This Friday, Charlie Barder came to talk to the Shackleton society about his experience of the 2017 Mongol Rally – a gruelling 4 week experience in which competitors drove from Goodwood race track in England to Western Siberia, over 8000 miles away.

Mr Barder gave the audience a chronological account of his journey, starting with a vague suggestion at a dinner party one night, ending half way around the world. He completed the trip in what is known at the Kazakhstani taxi driver’s car of choice – a Fiat Doblo, and alongside him was his travel companion, Jonathan Tucker. After travelling through the relatively easy and familiar parts of Western Europe, things started to change in terms of culture as he entered parts of Eastern Europe. The art forms particularly caught his eye, featuring both giant tributes to soviet era leaders and ideals, and smaller scale tributes to the working people of the USSR.

It would not be a Shackleton society talk of course without some aspect of soul-crushing hardship. And this hardship came in the form of the difficult driving conditions. After rising at 5am every morning, Mr Barder and his partner would average only 14mph every day in countries like Kazakhstan due to the dire road conditions. This issue was compounded by insufferable temperatures, a lack of air conditioning and an equally insufferable driving companion at times (such as when crossing a border it was revealed that their insurance did not cover them for any rally, and thus they were driving illegally).

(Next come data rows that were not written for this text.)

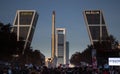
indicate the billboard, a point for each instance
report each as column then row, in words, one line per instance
column 114, row 61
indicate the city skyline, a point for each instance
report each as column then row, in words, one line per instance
column 69, row 14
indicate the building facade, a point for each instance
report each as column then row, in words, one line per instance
column 96, row 25
column 24, row 25
column 60, row 46
column 67, row 52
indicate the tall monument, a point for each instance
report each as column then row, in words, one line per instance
column 53, row 36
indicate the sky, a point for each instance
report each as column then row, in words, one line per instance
column 69, row 15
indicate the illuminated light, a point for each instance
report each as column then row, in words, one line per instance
column 114, row 61
column 26, row 13
column 92, row 12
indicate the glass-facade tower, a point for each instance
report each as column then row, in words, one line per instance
column 96, row 25
column 60, row 46
column 24, row 25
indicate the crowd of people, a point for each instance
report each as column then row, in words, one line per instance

After driving through this part of the world, the transition was made into Russia and Mongolia. While Russia was certainly more picturesque than anticipated, the scenes of Mongolia were other worldly. Slides were shown of herds of yaks and wild horses superimposed upon a sprawling background of mountains, deserts and grasslands. The journey however, had to come to an end as he left Mongolia to reach the finish line in Siberia, where he received a wooden spoon as the prize for his first place finish of the race.

Throughout the talk there was an ever-looming presence of the Chernobyl power plant. Mr Barder shared his experience of walking through the ghost town of the plant, and shared some of the lesser known secrets of it, such as its missile response system that was active until 2010 in fear of US missile talks.

All this made for a fantastic talk to a packed 6 Cannon Yard, and hopefully it evoked the adventurer inside some of the audience who may wish to try this themselves.